Cuando un político se convierte en la sal de todos los platos es que su jubilación está próxima. El poderoso, que vive y reina, no necesita exponerse al juicio público. Es más, trata de hacerlo lo menos posible.
Pues bien, visto lo visto, hay que concluir que el Sanchismo se acaba. Sánchez es el Wally que está en todo sitio y lugar, y no escondido, sino con un micrófono y una cámara delante. Es un ególatra, cierto, pero, sobre todo, en modo narcisista.
Sabe de todo y de todos, cada día sus discursos son más largos y cada día habla más deprisa, quizás porque tiene mucho que decir y porque el lenguaje inclusivo de todos y todas, diputados y diputadas, emprendedores y emprendedoras (por ahora no ha pasado al todes de los trans) alarga innecesariamente sus textos.
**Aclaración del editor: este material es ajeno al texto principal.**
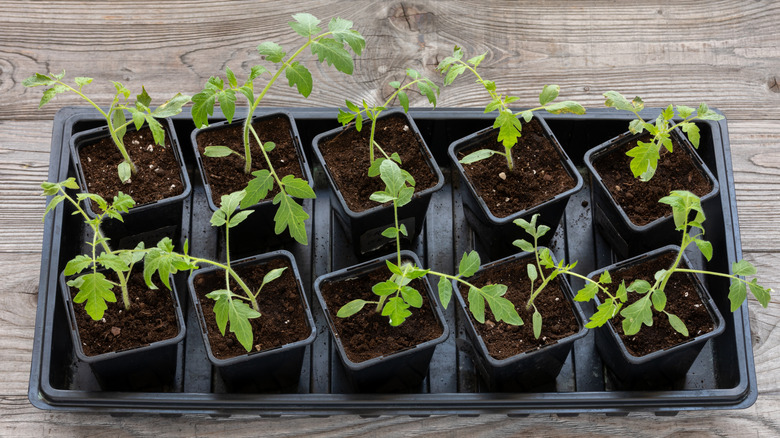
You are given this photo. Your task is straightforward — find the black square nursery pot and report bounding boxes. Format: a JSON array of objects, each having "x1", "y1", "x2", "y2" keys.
[
  {"x1": 312, "y1": 110, "x2": 444, "y2": 256},
  {"x1": 314, "y1": 250, "x2": 449, "y2": 392},
  {"x1": 188, "y1": 250, "x2": 316, "y2": 392},
  {"x1": 69, "y1": 118, "x2": 192, "y2": 248},
  {"x1": 447, "y1": 114, "x2": 583, "y2": 260},
  {"x1": 584, "y1": 129, "x2": 722, "y2": 257},
  {"x1": 588, "y1": 245, "x2": 726, "y2": 389},
  {"x1": 190, "y1": 111, "x2": 314, "y2": 258},
  {"x1": 59, "y1": 274, "x2": 185, "y2": 391},
  {"x1": 452, "y1": 253, "x2": 588, "y2": 392}
]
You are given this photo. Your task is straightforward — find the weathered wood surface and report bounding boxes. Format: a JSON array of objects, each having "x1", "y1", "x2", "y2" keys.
[{"x1": 0, "y1": 0, "x2": 780, "y2": 437}]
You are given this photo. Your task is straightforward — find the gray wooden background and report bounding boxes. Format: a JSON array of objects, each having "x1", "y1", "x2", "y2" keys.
[{"x1": 0, "y1": 0, "x2": 780, "y2": 437}]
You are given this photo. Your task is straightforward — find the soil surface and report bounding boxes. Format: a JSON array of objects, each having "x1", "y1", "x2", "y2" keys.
[
  {"x1": 193, "y1": 258, "x2": 311, "y2": 359},
  {"x1": 319, "y1": 114, "x2": 438, "y2": 212},
  {"x1": 70, "y1": 267, "x2": 181, "y2": 356},
  {"x1": 459, "y1": 253, "x2": 580, "y2": 360},
  {"x1": 321, "y1": 263, "x2": 443, "y2": 363},
  {"x1": 594, "y1": 253, "x2": 715, "y2": 357},
  {"x1": 196, "y1": 116, "x2": 306, "y2": 207},
  {"x1": 458, "y1": 119, "x2": 576, "y2": 218},
  {"x1": 593, "y1": 135, "x2": 712, "y2": 226},
  {"x1": 79, "y1": 128, "x2": 184, "y2": 213}
]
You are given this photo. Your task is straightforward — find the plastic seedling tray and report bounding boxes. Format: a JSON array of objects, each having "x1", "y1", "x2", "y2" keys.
[{"x1": 29, "y1": 108, "x2": 758, "y2": 416}]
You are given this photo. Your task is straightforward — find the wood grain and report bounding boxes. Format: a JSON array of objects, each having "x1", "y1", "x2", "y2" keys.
[{"x1": 0, "y1": 0, "x2": 780, "y2": 437}]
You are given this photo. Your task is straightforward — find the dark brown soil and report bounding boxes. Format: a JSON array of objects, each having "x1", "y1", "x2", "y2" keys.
[
  {"x1": 458, "y1": 119, "x2": 576, "y2": 217},
  {"x1": 459, "y1": 253, "x2": 580, "y2": 360},
  {"x1": 319, "y1": 114, "x2": 438, "y2": 212},
  {"x1": 196, "y1": 116, "x2": 306, "y2": 206},
  {"x1": 321, "y1": 263, "x2": 443, "y2": 363},
  {"x1": 593, "y1": 135, "x2": 712, "y2": 226},
  {"x1": 79, "y1": 128, "x2": 184, "y2": 213},
  {"x1": 194, "y1": 258, "x2": 311, "y2": 359},
  {"x1": 70, "y1": 268, "x2": 181, "y2": 356},
  {"x1": 599, "y1": 253, "x2": 715, "y2": 357}
]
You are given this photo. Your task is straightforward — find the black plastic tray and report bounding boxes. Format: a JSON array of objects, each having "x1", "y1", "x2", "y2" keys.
[{"x1": 29, "y1": 107, "x2": 758, "y2": 416}]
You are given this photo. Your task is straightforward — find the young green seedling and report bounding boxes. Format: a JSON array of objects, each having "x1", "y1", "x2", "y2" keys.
[
  {"x1": 437, "y1": 46, "x2": 585, "y2": 171},
  {"x1": 338, "y1": 68, "x2": 439, "y2": 176},
  {"x1": 336, "y1": 160, "x2": 523, "y2": 326},
  {"x1": 41, "y1": 178, "x2": 146, "y2": 320},
  {"x1": 22, "y1": 70, "x2": 190, "y2": 183},
  {"x1": 604, "y1": 91, "x2": 723, "y2": 181},
  {"x1": 192, "y1": 13, "x2": 366, "y2": 244},
  {"x1": 575, "y1": 191, "x2": 772, "y2": 336}
]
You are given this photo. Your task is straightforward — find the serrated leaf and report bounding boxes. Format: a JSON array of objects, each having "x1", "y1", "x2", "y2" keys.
[
  {"x1": 310, "y1": 38, "x2": 355, "y2": 75},
  {"x1": 273, "y1": 193, "x2": 309, "y2": 245},
  {"x1": 458, "y1": 251, "x2": 482, "y2": 278},
  {"x1": 282, "y1": 175, "x2": 317, "y2": 199},
  {"x1": 729, "y1": 279, "x2": 747, "y2": 312},
  {"x1": 533, "y1": 309, "x2": 542, "y2": 339},
  {"x1": 287, "y1": 12, "x2": 322, "y2": 38},
  {"x1": 257, "y1": 41, "x2": 287, "y2": 63},
  {"x1": 666, "y1": 313, "x2": 688, "y2": 336},
  {"x1": 539, "y1": 85, "x2": 561, "y2": 106},
  {"x1": 241, "y1": 169, "x2": 274, "y2": 208},
  {"x1": 336, "y1": 300, "x2": 368, "y2": 318},
  {"x1": 228, "y1": 210, "x2": 254, "y2": 228},
  {"x1": 438, "y1": 277, "x2": 452, "y2": 309},
  {"x1": 285, "y1": 61, "x2": 312, "y2": 97},
  {"x1": 68, "y1": 272, "x2": 116, "y2": 321},
  {"x1": 458, "y1": 149, "x2": 500, "y2": 164}
]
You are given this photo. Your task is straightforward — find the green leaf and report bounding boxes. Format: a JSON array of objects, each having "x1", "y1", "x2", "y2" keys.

Pero no lo duden, cuando un político habla tanto es que está nervioso por la encuestas y, piensa que su presencia trae votos sin plantearse que la conclusión puede ser la opuesta.
Las encuestas lo certifican, pero no se fíen: a los sanchistas hay que echarles de Moncloa en parihuelas: "hasta el 10 de enero de 2024", como asegura el propagandista Félix Bolaños. Y, como en el Santiago Bernabéu, en política, un año largo es mucho tiempo.